Gene Regulation, Chromatin and Epigenetics |
Transcription regulation of restriction-modification system Esp1396I
1Waksman Institute for Microbiology, Department of Biochemistry and Molecular Biology, Rutgers, the State University of New Jersey, Piscataway, NJ 08854 USA, 2Institute of Biochemistry and Physiology of Microorganisms, Russian Academy of Sciences, Pushchino, 142292 Russia, 3Institute of Biomedical and Biomolecular Sciences, University of Portsmouth, Portsmouth PO1 2DT, UK, 4E. A. Doisy Department of Biochemistry and Molecular Biology, St Louis University Medical School, St Louis, MO 63104, USA and 5Institutes of Molecular Genetics and Gene Biology, Russian Academy of Sciences, Moscow, Russia
*To whom correspondence should be addressed. Tel: +1 732 445 6095; Fax: +1 732 445 5735; Email: severik{at}waksman.rutgers.edu
Received January 27, 2009. Revised March 3, 2009. Accepted March 13, 2009.

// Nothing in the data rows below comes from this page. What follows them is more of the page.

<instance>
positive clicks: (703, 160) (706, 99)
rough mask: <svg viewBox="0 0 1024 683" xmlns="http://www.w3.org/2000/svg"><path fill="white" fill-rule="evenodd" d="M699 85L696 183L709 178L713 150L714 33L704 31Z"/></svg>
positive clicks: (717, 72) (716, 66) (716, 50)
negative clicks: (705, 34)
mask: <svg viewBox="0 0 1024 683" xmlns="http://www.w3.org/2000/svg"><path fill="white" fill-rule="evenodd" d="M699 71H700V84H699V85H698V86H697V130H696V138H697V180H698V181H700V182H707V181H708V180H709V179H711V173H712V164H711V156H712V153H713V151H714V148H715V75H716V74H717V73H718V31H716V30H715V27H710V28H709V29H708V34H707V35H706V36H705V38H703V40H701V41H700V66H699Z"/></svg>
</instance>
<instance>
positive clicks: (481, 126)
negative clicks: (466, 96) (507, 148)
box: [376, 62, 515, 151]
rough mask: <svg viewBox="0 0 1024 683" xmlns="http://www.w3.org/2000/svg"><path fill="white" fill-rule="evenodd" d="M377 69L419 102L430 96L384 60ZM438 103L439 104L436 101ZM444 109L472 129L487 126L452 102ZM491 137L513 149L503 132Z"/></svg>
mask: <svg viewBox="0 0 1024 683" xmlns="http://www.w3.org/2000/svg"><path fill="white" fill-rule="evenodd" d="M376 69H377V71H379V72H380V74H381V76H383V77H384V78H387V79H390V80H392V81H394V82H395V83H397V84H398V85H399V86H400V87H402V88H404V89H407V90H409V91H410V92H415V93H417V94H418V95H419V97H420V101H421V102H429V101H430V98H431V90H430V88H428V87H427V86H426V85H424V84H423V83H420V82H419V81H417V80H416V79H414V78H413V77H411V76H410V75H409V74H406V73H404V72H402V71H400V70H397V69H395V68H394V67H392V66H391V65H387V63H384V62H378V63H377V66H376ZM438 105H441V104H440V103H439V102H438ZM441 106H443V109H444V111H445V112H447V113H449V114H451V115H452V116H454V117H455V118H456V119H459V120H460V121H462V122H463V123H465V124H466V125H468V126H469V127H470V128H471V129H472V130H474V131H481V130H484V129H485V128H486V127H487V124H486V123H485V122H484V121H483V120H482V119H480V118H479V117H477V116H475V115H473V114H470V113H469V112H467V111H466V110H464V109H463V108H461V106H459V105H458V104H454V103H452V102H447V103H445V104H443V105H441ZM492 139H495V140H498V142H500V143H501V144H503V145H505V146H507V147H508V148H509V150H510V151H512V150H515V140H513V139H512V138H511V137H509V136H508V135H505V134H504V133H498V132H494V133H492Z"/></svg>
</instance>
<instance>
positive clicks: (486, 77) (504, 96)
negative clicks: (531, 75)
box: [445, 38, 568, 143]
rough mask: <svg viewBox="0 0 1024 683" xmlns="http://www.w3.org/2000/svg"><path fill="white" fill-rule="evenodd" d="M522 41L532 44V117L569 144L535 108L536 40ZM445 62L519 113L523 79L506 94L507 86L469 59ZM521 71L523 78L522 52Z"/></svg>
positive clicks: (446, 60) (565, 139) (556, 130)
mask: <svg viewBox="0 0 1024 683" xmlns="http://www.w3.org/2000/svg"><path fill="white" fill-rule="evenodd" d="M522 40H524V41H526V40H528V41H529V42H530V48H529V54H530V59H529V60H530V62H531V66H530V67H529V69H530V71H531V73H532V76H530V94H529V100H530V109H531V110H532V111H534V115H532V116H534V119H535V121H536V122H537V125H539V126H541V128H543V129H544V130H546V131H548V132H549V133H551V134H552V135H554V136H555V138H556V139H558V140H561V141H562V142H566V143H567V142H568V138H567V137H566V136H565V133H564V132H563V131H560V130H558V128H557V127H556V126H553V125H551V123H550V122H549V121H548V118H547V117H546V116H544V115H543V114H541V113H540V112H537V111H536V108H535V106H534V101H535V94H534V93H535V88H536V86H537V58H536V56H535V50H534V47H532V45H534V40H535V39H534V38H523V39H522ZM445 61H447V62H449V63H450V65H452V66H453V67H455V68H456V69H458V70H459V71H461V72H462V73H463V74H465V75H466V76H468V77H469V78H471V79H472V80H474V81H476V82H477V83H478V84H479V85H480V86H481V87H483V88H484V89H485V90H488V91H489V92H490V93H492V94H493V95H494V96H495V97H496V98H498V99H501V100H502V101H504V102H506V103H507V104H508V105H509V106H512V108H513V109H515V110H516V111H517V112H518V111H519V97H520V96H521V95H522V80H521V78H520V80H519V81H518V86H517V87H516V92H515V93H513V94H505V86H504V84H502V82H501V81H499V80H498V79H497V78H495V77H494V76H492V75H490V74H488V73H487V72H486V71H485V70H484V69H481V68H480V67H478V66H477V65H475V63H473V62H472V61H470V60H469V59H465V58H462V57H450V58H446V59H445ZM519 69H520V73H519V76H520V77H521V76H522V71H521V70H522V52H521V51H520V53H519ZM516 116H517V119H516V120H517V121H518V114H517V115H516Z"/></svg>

The convergently transcribed restriction (R) and methylase (M) genes of the Restriction–Modification system Esp1396I are tightly regulated by a controller (C) protein that forms part of the CR operon. We have mapped the transcriptional start sites from each promoter and examined the regulatory role of C.Esp1396I in vivo and in vitro. C-protein binding at the CR and M promoters was analyzed by DNA footprinting and a range of biophysical techniques. The distal and proximal C-protein binding sites at the CR promoter are responsible for activation and repression, respectively. In contrast, a C-protein dimer binds to a single site at the M-promoter to repress the gene, with an affinity much greater than for the CR promoter. Thus, during establishment of the system in a naïve host, the activity of the M promoter is turned off early, preventing excessive synthesis of methylase. Mutational analysis of promoter binding sites reveals that the tetranucleotide inverted repeats long believed to be important for C-protein binding to DNA are less significant than previously thought. Instead, symmetry-related elements outside of these repeats appear to be critical for the interaction and are discussed in terms of the recent crystal structure of C.Esp139I bound to the CR promoter.